String Replacement [message #172225] |
Sun, 06 February 2011 15:49 |
Alec
Messages: 2 Registered: February 2011
Karma: 0
|
Junior Member |
|
|
I am not sure where to start on this on.
I have a string as follows '<text
identifier="3ecebe84-8ddd-475e-86ca-300b5298fc34">
<value><![CDATA[12345]]></value>'
The text identifier always remains the same ie. 3ece..... for each
article. The string is much longer containing several different
identifiers. I would like to be able to jump to the one shown, and
then extract the CDATA value shown after ie. 12345. The length of this
may change, so I need a way to extract the text between the second '['
and first ']' . I hope that makes sense.
Any advice would be greatly appreciated.
Alec
|
|
|
Re: String Replacement [message #172226 is a reply to message #172225] |
Sun, 06 February 2011 17:35 |
Michael Fesser
Messages: 215 Registered: September 2010
Karma: 0
|
Senior Member |
|
|
.oO(Alec)
> I am not sure where to start on this on.
>
> I have a string as follows '<text
> identifier="3ecebe84-8ddd-475e-86ca-300b5298fc34">
> <value><![CDATA[12345]]></value>'
>
> The text identifier always remains the same ie. 3ece..... for each
> article. The string is much longer containing several different
> identifiers. I would like to be able to jump to the one shown, and
> then extract the CDATA value shown after ie. 12345. The length of this
> may change, so I need a way to extract the text between the second '['
> and first ']' . I hope that makes sense.
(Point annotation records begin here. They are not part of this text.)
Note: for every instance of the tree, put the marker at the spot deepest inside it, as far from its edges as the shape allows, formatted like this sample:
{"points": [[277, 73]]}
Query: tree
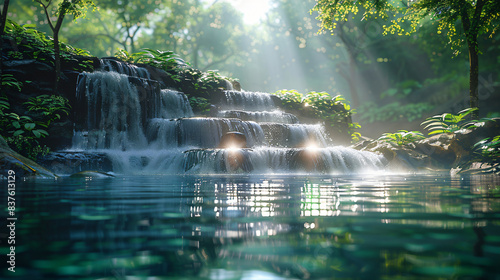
{"points": [[3, 16], [132, 17], [462, 20], [77, 8]]}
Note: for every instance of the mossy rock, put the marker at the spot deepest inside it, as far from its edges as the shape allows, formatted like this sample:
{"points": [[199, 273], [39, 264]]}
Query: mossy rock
{"points": [[24, 167]]}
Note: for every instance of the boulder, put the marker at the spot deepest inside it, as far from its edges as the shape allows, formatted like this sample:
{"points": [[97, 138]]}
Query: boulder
{"points": [[23, 167]]}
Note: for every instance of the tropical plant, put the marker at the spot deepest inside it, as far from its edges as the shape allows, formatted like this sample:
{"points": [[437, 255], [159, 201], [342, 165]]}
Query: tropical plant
{"points": [[50, 108], [476, 17], [371, 112], [23, 132], [34, 44], [402, 137], [166, 60], [77, 8], [8, 80], [335, 111], [449, 123]]}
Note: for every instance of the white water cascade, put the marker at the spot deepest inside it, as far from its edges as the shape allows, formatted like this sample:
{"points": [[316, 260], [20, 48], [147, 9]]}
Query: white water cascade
{"points": [[142, 128]]}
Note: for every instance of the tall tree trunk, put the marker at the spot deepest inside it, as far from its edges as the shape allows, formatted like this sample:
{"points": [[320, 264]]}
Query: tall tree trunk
{"points": [[195, 58], [471, 30], [57, 56], [3, 19], [352, 81], [474, 78]]}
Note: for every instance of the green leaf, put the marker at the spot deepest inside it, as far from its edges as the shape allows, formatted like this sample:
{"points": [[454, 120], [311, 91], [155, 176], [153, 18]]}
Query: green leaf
{"points": [[18, 132], [29, 126]]}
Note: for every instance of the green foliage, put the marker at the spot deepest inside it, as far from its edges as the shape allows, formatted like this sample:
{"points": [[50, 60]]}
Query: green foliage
{"points": [[166, 60], [27, 147], [371, 112], [33, 44], [199, 104], [488, 151], [8, 80], [402, 89], [449, 123], [23, 132], [49, 108], [402, 137], [335, 111], [405, 18]]}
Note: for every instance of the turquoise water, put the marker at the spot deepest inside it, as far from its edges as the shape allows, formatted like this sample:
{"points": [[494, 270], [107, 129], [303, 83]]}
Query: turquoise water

A regular expression might help, something like
/CDATA\[([^\]]+)/
It should match on the last '[' and then capture all following chars
which are not ']'.
But since this looks like XML, using DOM or SimpleXML might be an option
as well. Usually it's easier and the cleaner way to work with XML using
the appropriate tools.
Micha
|
|
|
Re: String Replacement [message #172230 is a reply to message #172225] |
Mon, 07 February 2011 08:17 |
Pavel Lepin
Messages: 1 Registered: February 2011
Karma: 0
|
Junior Member |
|
|
Alec wrote:
> I am not sure where to start on this on.
Read up on XML processing.
> I have a string as follows '<text
> identifier="3ecebe84-8ddd-475e-86ca-300b5298fc34">
> <value><![CDATA[12345]]></value>'
>
> The text identifier always remains the same ie. 3ece..... for each
> article. The string is much longer containing several different
> identifiers. I would like to be able to jump to the one shown, and
> then extract the CDATA value shown after ie. 12345. The length of this
> may change, so I need a way to extract the text between the second '['
> and first ']' . I hope that makes sense.
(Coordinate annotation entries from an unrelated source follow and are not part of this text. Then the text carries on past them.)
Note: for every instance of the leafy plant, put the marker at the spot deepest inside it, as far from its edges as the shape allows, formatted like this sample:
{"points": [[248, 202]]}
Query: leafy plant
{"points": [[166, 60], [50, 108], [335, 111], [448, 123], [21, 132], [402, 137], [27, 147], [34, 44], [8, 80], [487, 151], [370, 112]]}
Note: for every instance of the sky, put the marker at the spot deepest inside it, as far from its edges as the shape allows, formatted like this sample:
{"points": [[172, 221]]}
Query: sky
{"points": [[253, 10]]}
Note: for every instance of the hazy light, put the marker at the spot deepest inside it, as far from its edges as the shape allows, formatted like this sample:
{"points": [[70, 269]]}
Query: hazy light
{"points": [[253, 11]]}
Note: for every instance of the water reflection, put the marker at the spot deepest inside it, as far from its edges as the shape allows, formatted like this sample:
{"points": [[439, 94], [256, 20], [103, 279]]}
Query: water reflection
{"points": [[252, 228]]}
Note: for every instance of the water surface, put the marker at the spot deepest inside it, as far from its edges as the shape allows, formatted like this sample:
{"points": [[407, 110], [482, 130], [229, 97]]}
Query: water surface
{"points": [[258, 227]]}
Assuming your actual data is well-formed XML (the above snippet is not):
<?php
$dom = new DOMDocument;
$dom->loadXML($string);
$xpath = new DOMXpath($dom);
$query = '/text[starts-with(@identifier, \'3ece\')]/value/text()';
$nodelist = $xpath->evaluate($query);
if ($nodelist->length === 1)
{
print($nodelist->item(0)->nodeValue."\n");
}
else
{
die('invalid query result: '.
'['.strval($nodelist->length).'] nodes returned'."\n");
}
?>
--
Pavel Lepin
|
|
|
Re: String Replacement [message #172249 is a reply to message #172230] |
Tue, 08 February 2011 06:39 |
Alec
Messages: 2 Registered: February 2011
Karma: 0
|
Junior Member |
|
|
Firstly many thanks both of you for the quick reply.
XML processing is new to me, but I will try to get my head around
this.
Alec
|
|
|
Re: String Replacement [message #172252 is a reply to message #172249] |
Tue, 08 February 2011 12:38 |
Yuri Subach
Messages: 1 Registered: February 2011
Karma: 0
|
Junior Member |
|
|
Pavel given example of DOM parser usage for XML. Alternatively you can try to use SAX parser. It can look a bit more complex from programming point but it is fast and efficient by memory usage (critical for large XML). Also SAX parser able to process incorrectly formatted XML which is a problem for DOM.
|
|
|